OK, so this one year, as I removed the wrapping paper for his gift I saw the box was an item that was a terrible gift, one that nobody would like to receive. Yuck.
So, at that moment in time, I announced in a loud voice for everyone to hear, “I sure hope it’s not that ugly thing.”
Well, you guessed it - I opened the box to find THAT EXACT ITEM.
As the Southwest Airlines TV spots used to close with, “Wanna get away?”
Guys don't expect you to keep Valentines gifts, flowers and candy, (except for diamonds of course). If he can afford to give you diamonds for Valentines every year you are lucky indeed.
Its an imaginary holiday designed to extract money from people and make them feel terrible.
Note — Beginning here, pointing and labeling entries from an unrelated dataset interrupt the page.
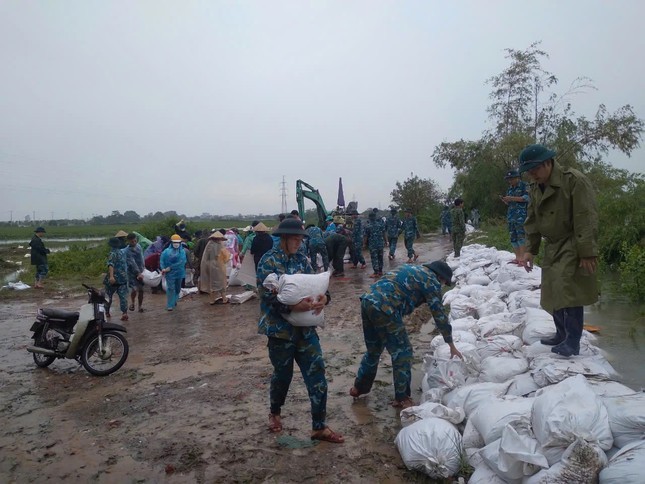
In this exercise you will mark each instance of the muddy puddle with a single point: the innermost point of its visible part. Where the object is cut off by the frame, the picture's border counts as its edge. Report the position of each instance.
(191, 402)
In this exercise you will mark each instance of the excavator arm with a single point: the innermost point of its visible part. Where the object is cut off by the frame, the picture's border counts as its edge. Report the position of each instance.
(312, 194)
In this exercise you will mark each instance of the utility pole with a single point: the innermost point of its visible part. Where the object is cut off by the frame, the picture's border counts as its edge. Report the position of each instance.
(283, 192)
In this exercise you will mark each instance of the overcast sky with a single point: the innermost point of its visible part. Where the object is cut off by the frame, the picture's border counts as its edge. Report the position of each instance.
(204, 106)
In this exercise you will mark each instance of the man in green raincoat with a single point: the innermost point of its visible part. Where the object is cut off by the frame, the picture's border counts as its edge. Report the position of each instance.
(562, 212)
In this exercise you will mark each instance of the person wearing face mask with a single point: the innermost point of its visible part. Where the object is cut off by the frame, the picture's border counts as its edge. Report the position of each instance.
(562, 215)
(173, 265)
(288, 344)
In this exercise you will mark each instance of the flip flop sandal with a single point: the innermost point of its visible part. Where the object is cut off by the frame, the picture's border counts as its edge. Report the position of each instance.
(402, 404)
(330, 436)
(275, 423)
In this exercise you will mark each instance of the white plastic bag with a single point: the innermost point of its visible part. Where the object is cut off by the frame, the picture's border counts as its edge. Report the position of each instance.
(626, 417)
(293, 288)
(430, 409)
(568, 411)
(626, 466)
(432, 445)
(150, 278)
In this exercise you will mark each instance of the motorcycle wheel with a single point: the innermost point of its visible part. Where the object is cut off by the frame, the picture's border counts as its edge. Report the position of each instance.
(43, 361)
(115, 352)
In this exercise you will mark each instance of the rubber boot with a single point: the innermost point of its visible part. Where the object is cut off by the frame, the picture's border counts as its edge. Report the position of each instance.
(573, 325)
(558, 337)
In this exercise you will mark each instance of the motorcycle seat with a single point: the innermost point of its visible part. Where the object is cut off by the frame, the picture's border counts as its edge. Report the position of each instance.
(60, 313)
Women are perpetually disappointed that their partners didn't spend more, and men perpetually feel guilty for not spending enough.
I expect he tossed it out, embarrassed that you would keep it. Bet he never got you a gas station gift again has he?
That was the thing- we never did Valentine’s Day gifts before this. I never expected any gift until he started going on and on about this incredible gift I was going to love.
The fact that you didn’t refer to him as your “ex” means you have the gift of forgiveness. Or it means that he spend a number of years making it up to you...
“Ok and I am NOT making this up...a douche bag. It was from my mother in law.”
You shouldn’t talk about your husband like that...
: P
I had an old boyfriend who got me records (of people that he liked) when I didn’t have a record player. He was so nice and made cassette recordings for me.
We broke up a few months later. (I wonder why.)
Am I the only person that actually likes fruit cake?
It doesn’t count because that was the worst gift given to the entire country.
We have to come up with individual gifts.
An tragic or insensitive act by a loved one right before Christmas can be construed as the act/gift that lasts forever. Any loving gift for Christmas is a good one. Seven years ago after Thanksgiving my wife took her life leaving me and my three year old alone. It still reverberates every Thanksgiving and Christmas. Loved ones and cherished giving means so much more now.
We used to have a perpetually regifted item too, a really ugly lamp. I wonder how many others have a tradition like that.
Nope. Mr. RightField adores fruit cake. I buy a tiny one for him each year, wrap it in a fabric napkin and keep the fabric moist with bourbon for a month or so before I give it to him. I just KNOW it's the cake he loves ... the bourbon is just an enhancement!